Lately, we have seen very little market movement even after the release of horrific data. The markets didn’t care when weekly unemployment claims showed millions of Americans being laid off, and there was not much movement when US GDP contracted by more than expected in Q1, so this NFP could be just another piece of bad news that everyone expects.
Ultimately, at some point in the future, the markets will start once again to care about data. Once traders pass the stage of “expected bloodbath” and enter the phase of “recovery expectations,” then markets could return to a macro mood. In other words, data may start to matter only when the lockdowns are lifted, and investors begin to focus on which economies are coming out of the recession first.
Important data that may have a direct or indirect impact on the NFP report that will be released today:
- The ISM Manufacturing Index recorded a worse but better than expected performance in May than last month, with a 7.6-point drop in the employment component compared to April (negative).
- The ISM non-manufacturing index recorded a worse performance in May than in April, yet better than market expectations. The reading was lower by 10.7 points (negative).
- ADP employment was below expectations but still dropped 20.2 million jobs in May, against expectations of 20.5 million job losses (negative).
- Factory orders continued to slow for the second month, dropping to -10.3% in May (negative).
- April’s durable goods reading was worse than the expected drop of -14.4% (negative).
- Initial weekly jobless claims for government unemployment benefits totalled seasonally adjusted 3,169 million for the week ending May 2, down from 3,846 million revised in the previous week. Expectations were for 3.0 million claims recorded last week (negative).
- The Producer Price Index for final demand fell 0.6 percent in February (negative)
- Consumer Price Index CPI in the United States decreased to 257.95 points in March from 259.05 points in February of 2020.
Today’s anticipated scenarios
- Worse than expected readings
Worse than expected readings, reaching more than the 25m-30m million job losses, could push the unemployment rate up to more than 17-20%. This may strongly support the USD and push it higher against many currencies. The EURUSD is expected to break through the $1.0720 support level and may plummet further towards $1.0650 levels. This also could reflect on gold upwards and make bulls takes control and a breach above $1750 pushing the yellow metal towards $1800 handle.
- The reading of the index stays within the expected range
The reading of the index stays within the expected range of 20-21 million jobs in May, which would push the unemployment rate up to a staggering 16% with wage rates dropping by 0.1%. This scenario will also support the USD and make it hold up. For instance, the EURUSD is expected to break through the $1.0720 support while also shares get tanked and gold to be lifted above the $1730
- Readings coming below expectations or below the level of 20m jobs
This is the least pessimistic scenario, with May readings coming below expectations or below the level 20m jobs around 16m jobs or even less. This scenario will have a more negative effect on the USD and will push it to retreat significantly against its rivals, especially the euro, possibly returning to the levels of $1.0890, which is a strong resistance level for the pair. While gold could stay within limited ranges as it still negative reading.

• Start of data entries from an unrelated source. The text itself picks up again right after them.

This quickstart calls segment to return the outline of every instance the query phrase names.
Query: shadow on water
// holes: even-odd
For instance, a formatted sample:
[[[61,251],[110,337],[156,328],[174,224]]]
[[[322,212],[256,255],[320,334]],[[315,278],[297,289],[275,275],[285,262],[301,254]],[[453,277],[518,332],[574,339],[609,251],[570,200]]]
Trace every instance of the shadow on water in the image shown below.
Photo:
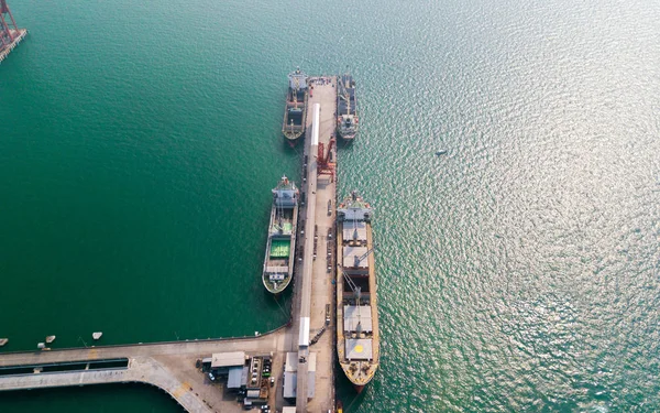
[[[25,413],[139,411],[153,413],[183,412],[183,407],[162,390],[147,384],[97,384],[84,388],[40,389],[3,392],[0,412]]]
[[[334,387],[336,399],[341,401],[343,404],[343,411],[345,413],[358,411],[360,404],[364,400],[365,394],[370,390],[367,384],[362,393],[359,394],[353,384],[349,381],[349,379],[346,379],[339,362],[336,362],[334,365]]]

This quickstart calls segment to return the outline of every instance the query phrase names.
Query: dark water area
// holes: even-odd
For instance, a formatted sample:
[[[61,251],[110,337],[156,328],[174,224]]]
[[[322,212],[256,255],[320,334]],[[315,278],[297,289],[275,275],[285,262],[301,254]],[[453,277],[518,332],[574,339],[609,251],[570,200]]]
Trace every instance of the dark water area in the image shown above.
[[[338,378],[345,410],[660,410],[658,2],[10,6],[31,32],[0,65],[0,351],[284,324],[258,274],[270,189],[299,178],[286,74],[348,65],[340,193],[375,208],[383,345],[361,395]],[[43,409],[179,411],[0,393]]]

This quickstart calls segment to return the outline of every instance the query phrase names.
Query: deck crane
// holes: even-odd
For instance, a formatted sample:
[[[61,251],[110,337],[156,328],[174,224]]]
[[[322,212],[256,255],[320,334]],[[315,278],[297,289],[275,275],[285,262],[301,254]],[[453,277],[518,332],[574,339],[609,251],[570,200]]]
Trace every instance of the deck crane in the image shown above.
[[[374,252],[374,250],[376,249],[376,247],[377,247],[377,244],[374,243],[374,246],[372,248],[370,248],[369,251],[366,251],[365,253],[363,253],[362,257],[355,256],[355,264],[353,267],[360,265],[360,263],[362,262],[362,260],[364,260],[365,258],[367,258],[370,253]]]
[[[360,297],[362,295],[362,287],[355,285],[355,282],[349,276],[349,274],[346,274],[346,272],[341,265],[339,268],[341,269],[344,280],[351,287],[351,291],[353,292],[353,294],[355,294],[355,307],[358,307],[358,326],[355,326],[355,332],[358,333],[358,335],[360,335],[360,333],[362,333],[362,322],[360,315]]]
[[[328,152],[326,153],[326,146],[322,142],[319,143],[319,150],[317,153],[317,169],[318,175],[330,175],[330,182],[334,182],[334,166],[336,162],[332,162],[332,148],[334,146],[334,138],[330,138],[328,144]]]

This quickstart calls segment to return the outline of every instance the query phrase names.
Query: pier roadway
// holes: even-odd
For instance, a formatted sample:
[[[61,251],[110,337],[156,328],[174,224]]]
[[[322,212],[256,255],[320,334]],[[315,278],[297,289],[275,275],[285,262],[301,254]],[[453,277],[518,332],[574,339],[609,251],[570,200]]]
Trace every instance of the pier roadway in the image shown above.
[[[88,347],[66,350],[0,355],[0,367],[58,363],[96,359],[129,359],[128,368],[0,376],[0,391],[86,384],[139,382],[161,388],[188,412],[240,412],[235,396],[227,396],[222,384],[212,383],[195,363],[213,352],[270,354],[282,370],[287,330],[249,338],[193,340],[132,346]],[[284,357],[284,356],[282,356]],[[274,400],[274,396],[273,396]]]
[[[319,143],[322,143],[328,151],[330,138],[334,135],[336,129],[336,106],[337,106],[337,78],[326,77],[323,84],[314,85],[314,96],[309,99],[309,108],[315,104],[321,105],[319,122]],[[310,117],[308,117],[310,119]],[[308,129],[309,131],[309,129]],[[311,161],[317,156],[317,149],[312,148],[309,139],[306,139],[306,150]],[[332,160],[337,160],[337,153],[332,154]],[[309,162],[311,164],[311,162]],[[316,163],[315,163],[316,164]],[[334,316],[334,285],[332,284],[332,272],[328,272],[329,260],[333,260],[334,254],[328,256],[327,241],[328,230],[334,222],[334,199],[336,183],[329,175],[320,175],[316,180],[316,208],[314,215],[315,226],[317,227],[317,258],[312,260],[311,283],[308,290],[309,294],[309,314],[310,317],[310,337],[326,324],[326,306],[330,305],[330,318]],[[328,214],[328,200],[332,203],[331,213]],[[309,233],[314,237],[312,232]],[[332,244],[332,242],[330,242]],[[331,265],[333,267],[333,265]],[[334,322],[331,320],[327,330],[320,337],[317,344],[309,348],[310,352],[316,352],[316,373],[315,373],[315,396],[307,403],[307,412],[334,411]],[[298,367],[299,368],[299,367]],[[300,394],[300,393],[298,393]],[[300,399],[300,398],[298,398]],[[298,410],[298,413],[305,412]]]
[[[198,359],[209,357],[215,352],[245,351],[248,355],[273,354],[272,373],[276,379],[274,391],[271,391],[270,404],[277,411],[289,405],[283,399],[284,360],[287,351],[300,354],[300,319],[309,317],[309,337],[314,337],[326,325],[326,307],[330,308],[330,325],[318,343],[307,347],[307,352],[316,352],[315,392],[307,400],[300,396],[307,393],[306,380],[299,380],[297,389],[296,411],[298,413],[327,413],[334,410],[334,289],[331,260],[334,254],[328,254],[327,244],[329,229],[334,219],[336,183],[330,176],[317,174],[317,146],[312,145],[310,131],[315,104],[320,104],[319,143],[326,151],[330,137],[334,134],[337,78],[326,77],[317,81],[314,95],[309,98],[309,115],[305,139],[305,153],[308,155],[308,182],[304,191],[311,191],[315,205],[304,207],[307,221],[305,222],[305,246],[302,265],[298,263],[295,279],[295,300],[292,308],[292,323],[279,329],[246,338],[187,340],[176,343],[139,344],[130,346],[101,346],[76,349],[31,352],[0,352],[0,367],[34,366],[45,363],[64,363],[99,359],[128,358],[127,368],[90,369],[84,371],[34,372],[14,376],[0,374],[0,391],[26,390],[40,388],[56,388],[106,383],[146,383],[161,388],[177,401],[186,411],[195,413],[207,412],[240,412],[241,404],[235,395],[227,393],[223,381],[211,382],[196,367]],[[333,152],[332,159],[337,159]],[[311,185],[310,185],[310,182]],[[332,209],[328,214],[328,200]],[[314,256],[315,226],[317,229],[317,258]],[[332,232],[333,233],[333,232]],[[305,265],[307,263],[307,267]],[[302,352],[305,354],[305,351]],[[298,377],[307,377],[307,363],[298,363]],[[119,390],[119,389],[118,389]]]

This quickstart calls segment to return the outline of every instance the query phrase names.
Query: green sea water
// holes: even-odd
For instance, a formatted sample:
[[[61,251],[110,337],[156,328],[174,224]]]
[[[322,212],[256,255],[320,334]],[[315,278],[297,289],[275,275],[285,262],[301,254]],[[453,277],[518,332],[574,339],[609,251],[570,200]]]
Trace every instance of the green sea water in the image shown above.
[[[350,67],[382,365],[349,412],[660,410],[660,4],[10,1],[1,351],[250,335],[286,74]],[[444,149],[447,155],[436,156]],[[1,352],[0,352],[1,355]],[[1,356],[0,356],[1,357]],[[0,412],[177,412],[157,390]]]

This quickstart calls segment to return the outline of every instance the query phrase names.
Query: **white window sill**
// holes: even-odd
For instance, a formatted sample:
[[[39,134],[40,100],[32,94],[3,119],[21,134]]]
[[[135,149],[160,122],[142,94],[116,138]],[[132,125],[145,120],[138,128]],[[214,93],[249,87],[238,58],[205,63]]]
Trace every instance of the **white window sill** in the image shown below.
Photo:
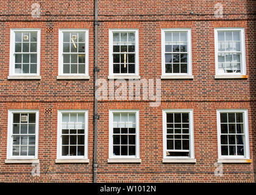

We’re more inclined towards the second scenario which suggests that the index will stay around of (20m +/-) jobs lost in May, which would push the unemployment rate up to a staggering 16%. This data will be crucial before the fed mid-month meeting. Negative data would be an indication to the Fed to apply additional aggressive QE measures. With the United States losing almost all the jobs created during the post-global financial growth period, the official NFP could tank stocks and boost the dollar. These are horrible figures, which will only worsen with revisions for May. Even with the reopening of some states, May will probably culminate in additional job losses.